When it comes to losing weight, the simple math of counting calories doesn't always add up. This was reported by Qazaqyia.kz citing Associated Press.

Fad diets come and go, but the underlying message almost always follows a simple equation. If you consume fewer calories than you burn, the weight will melt away. In principle, it's true. And counting calories can be a useful tool for managing weight. But it only works if you know what numbers you're counting. And what's been billed as basic math can sometimes look more like Einstein's theory of relativity.

That's because a complex web of factors influences how or even if our bodies process calories. And it turns out diet quality is just as important as quantity, and possibly more.

"Different foods have very different effects on the brain, liver, fat cells, muscle function, pancreas and all organs related to metabolism and body weight," said Dr. Dariush Mozaffarian, a cardiologist and director of the Food is Medicine Institute at Tufts University.

A calorie is the unit of energy used to count what the body can get from carbohydrates, proteins and fats. That sounds simple, but the complexity of counting calories went mainstream recently, when a lawsuit accused the maker of David protein bars of affixing labels that misrepresent how many calories and how much fat the products contain. The lawsuit has since been dropped.

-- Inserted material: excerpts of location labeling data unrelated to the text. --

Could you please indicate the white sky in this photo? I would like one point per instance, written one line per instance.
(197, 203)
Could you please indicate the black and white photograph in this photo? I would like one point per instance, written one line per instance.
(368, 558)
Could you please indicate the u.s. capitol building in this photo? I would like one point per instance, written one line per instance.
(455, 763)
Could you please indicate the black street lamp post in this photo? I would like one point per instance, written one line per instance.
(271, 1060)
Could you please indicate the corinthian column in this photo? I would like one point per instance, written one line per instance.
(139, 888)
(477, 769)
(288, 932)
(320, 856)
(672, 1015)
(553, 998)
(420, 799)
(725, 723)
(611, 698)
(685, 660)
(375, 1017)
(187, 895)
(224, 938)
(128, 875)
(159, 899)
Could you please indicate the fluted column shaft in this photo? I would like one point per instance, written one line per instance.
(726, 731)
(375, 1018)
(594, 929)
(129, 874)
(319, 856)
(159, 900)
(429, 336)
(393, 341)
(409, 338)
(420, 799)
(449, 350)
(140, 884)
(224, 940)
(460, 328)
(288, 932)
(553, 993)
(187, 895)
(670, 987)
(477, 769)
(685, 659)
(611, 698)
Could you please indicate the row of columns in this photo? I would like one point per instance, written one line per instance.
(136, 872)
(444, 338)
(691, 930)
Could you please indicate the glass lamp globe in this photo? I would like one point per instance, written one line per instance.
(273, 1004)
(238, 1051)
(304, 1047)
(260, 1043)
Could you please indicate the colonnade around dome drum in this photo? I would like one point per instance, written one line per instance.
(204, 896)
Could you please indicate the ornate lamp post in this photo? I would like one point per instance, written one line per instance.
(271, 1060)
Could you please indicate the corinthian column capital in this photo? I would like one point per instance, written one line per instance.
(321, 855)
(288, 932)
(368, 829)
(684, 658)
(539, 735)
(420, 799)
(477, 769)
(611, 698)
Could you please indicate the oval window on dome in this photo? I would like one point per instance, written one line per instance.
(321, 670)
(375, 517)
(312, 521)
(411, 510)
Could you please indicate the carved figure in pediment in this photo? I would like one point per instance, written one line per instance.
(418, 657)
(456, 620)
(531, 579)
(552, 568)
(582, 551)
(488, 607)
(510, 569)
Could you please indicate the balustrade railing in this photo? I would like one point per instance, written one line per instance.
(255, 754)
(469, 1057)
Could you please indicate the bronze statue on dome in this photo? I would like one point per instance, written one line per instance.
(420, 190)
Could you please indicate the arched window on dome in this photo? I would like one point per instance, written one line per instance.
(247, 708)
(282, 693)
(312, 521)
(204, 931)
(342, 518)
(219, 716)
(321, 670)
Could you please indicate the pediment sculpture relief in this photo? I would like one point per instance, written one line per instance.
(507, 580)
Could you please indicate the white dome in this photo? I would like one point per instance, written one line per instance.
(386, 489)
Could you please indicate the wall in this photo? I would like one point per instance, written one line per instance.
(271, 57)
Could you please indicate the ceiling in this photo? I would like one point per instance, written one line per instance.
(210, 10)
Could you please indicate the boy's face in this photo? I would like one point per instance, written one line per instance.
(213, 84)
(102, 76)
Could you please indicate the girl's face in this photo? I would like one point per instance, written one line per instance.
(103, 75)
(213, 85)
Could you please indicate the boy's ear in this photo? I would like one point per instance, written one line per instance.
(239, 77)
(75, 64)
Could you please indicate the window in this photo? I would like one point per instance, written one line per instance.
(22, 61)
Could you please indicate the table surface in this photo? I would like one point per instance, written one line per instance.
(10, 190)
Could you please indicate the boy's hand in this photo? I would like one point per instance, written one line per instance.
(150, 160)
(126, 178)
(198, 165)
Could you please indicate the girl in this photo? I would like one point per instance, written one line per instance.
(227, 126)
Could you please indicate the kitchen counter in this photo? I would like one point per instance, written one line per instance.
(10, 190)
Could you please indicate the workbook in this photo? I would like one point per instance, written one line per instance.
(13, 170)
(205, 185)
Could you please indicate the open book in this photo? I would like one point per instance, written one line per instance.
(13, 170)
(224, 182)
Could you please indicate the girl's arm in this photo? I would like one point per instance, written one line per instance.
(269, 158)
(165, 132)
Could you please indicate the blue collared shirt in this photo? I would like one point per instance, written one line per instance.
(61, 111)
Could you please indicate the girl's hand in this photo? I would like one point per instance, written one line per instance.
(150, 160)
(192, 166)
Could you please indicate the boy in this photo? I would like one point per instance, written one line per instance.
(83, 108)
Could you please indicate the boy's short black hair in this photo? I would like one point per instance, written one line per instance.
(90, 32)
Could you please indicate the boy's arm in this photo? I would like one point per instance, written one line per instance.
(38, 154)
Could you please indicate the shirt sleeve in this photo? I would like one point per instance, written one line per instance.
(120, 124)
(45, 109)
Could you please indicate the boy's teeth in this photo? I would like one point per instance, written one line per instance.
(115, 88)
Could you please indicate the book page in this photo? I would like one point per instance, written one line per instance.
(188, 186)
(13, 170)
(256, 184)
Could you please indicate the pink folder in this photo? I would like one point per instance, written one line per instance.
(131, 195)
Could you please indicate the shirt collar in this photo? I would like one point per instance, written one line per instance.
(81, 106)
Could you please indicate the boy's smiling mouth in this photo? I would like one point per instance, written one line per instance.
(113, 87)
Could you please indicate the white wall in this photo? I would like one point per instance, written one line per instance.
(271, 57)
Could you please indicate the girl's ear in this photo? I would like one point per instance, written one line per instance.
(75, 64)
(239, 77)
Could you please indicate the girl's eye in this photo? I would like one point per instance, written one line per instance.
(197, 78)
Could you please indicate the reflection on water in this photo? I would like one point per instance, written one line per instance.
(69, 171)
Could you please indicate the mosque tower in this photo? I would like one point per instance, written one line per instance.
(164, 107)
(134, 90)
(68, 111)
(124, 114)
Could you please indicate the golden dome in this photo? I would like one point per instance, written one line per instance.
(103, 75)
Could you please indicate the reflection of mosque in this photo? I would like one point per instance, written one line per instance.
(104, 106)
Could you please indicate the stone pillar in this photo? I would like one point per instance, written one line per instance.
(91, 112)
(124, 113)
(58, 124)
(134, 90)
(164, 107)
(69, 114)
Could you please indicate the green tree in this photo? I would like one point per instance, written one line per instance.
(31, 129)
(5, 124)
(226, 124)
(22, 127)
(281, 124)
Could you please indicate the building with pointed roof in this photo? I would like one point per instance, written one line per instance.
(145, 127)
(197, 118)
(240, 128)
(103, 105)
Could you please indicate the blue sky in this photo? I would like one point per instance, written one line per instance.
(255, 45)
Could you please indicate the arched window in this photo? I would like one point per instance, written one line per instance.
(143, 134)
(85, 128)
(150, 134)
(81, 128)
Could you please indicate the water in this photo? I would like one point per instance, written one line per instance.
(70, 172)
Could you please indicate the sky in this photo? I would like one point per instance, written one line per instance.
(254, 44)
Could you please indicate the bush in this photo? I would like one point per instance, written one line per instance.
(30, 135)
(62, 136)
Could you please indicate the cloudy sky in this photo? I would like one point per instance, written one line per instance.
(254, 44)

The allegations were based on an analysis of the bars using bomb calorimetry, which measures calories by burning food and calculating the amount of heat released, a method that counts every potential calorie. But our bodies aren't combustion chambers and don't treat all calories the same. The company's numbers, like many food labels, are based only on the calories our bodies can actually use. Technically, both are correct, but only the latter matters for diet.

"You could put sawdust into a bomb calorimeter and you would get basically 4 calories per gram," said Dr. David Ludwig, an endocrinologist and researcher at Boston Children's Hospital. "If you're a termite, yes, you'll get calories from it. But humans won't."